スキお礼SS

「痛っ……」
 唐突に感じた小さな鋭敏。眼球が訴えた異物感を反射的に喉から零すと、斜め向かいの四季くんが振り返った。
「え、どうしたっすか?」
「前髪が目に刺さったみたいです。すみません、大したことではないのに……」
「そんなことないっすよー! わかるっす。前髪が目に刺さると痛いっすよね。大丈夫っすか?」
「ええ、まぁ……」
 一瞬の出来事だし、本当に大したことではない。だけど四季くんは事態を大きく解釈したのか、心配そうに僕の顔を覗き込む。前のめりになった彼を重力は誘い、四季くんの、僕よりずっと長い前髪が緑の瞳を覆う。そういえば、僕よりもずっと目に不親切な長さだというのに、四季くんから目に刺さるといった話は聞いたことがない。妙に伸びた横髪といい、彼の髪には特殊な何かがあるのだろうか。そんな下らない与太を妄想した。

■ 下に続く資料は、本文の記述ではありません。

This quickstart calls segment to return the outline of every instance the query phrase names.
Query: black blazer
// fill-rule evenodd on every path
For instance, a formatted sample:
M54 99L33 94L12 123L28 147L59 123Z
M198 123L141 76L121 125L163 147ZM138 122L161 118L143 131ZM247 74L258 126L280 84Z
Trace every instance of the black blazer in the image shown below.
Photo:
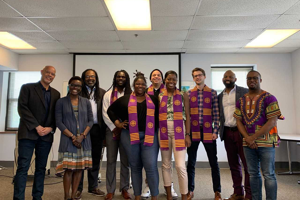
M249 89L243 87L240 87L236 84L235 85L235 102L240 98L244 96L249 91ZM220 109L220 128L219 129L219 134L221 141L223 141L223 131L224 129L224 123L225 122L225 118L224 118L224 111L223 110L223 93L224 92L224 89L221 93L218 95L218 100L219 101L219 108ZM232 116L233 113L232 113Z
M36 140L38 134L35 128L40 125L43 127L51 127L55 132L55 104L60 98L60 93L50 87L51 99L49 113L46 122L45 118L46 108L43 92L39 81L24 84L21 87L18 99L18 112L20 123L18 129L18 140L26 138ZM53 142L53 133L51 132L42 136L42 140Z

「役作りの一環で伸ばしてるんすよね。クランクアップまで切れないの大変そうっす……」
「そうですね……伸ばした方が彼らしいと思ったんですが、日常生活には少し不便です」
「あ、オレヘアピン持ってるっすよ。良かったら貸すっすか?」
「あぁ……では一本良いですか?」
「はいっす! じゃあちょっと失礼しまーす」
「ん……?」
 四季くんはポケットを弄り、透明なケースを取り出す。そこからピンを一つ取って僕に手渡す……と思ったのに、受け取ろうとした右手は空を切った。その代わりに四季くんが椅子から腰を浮かして、僕の目の前に迫ってくる。
「ちょっ……! 近いです!」
「えっ、近づかないと挿せないっすよ?」
「は⁉︎ 自分でできますよ!」
「えー、良いじゃないっすか。オレのピンテクに任せるっすよ!」
「はぁ……⁉︎」
 ぎょっとするほど大きく映る四季くんに耐えかねて仰反る。でも彼はそんな僕には目もくれず、いそいそと僕の前髪をかき分けた。ピンテクって何だ。髪飾りとはいえたかだかヘアピン。それを挿すことくらい、僕にも簡単にできるだろう。なのに四季くんは僕へそれを受け渡すことを許さず、指を頭部に滑らせる。
 目の前の、視界いっぱいに差し込まれた四季くんの顔に耐えかねて、僕は目を横に流した。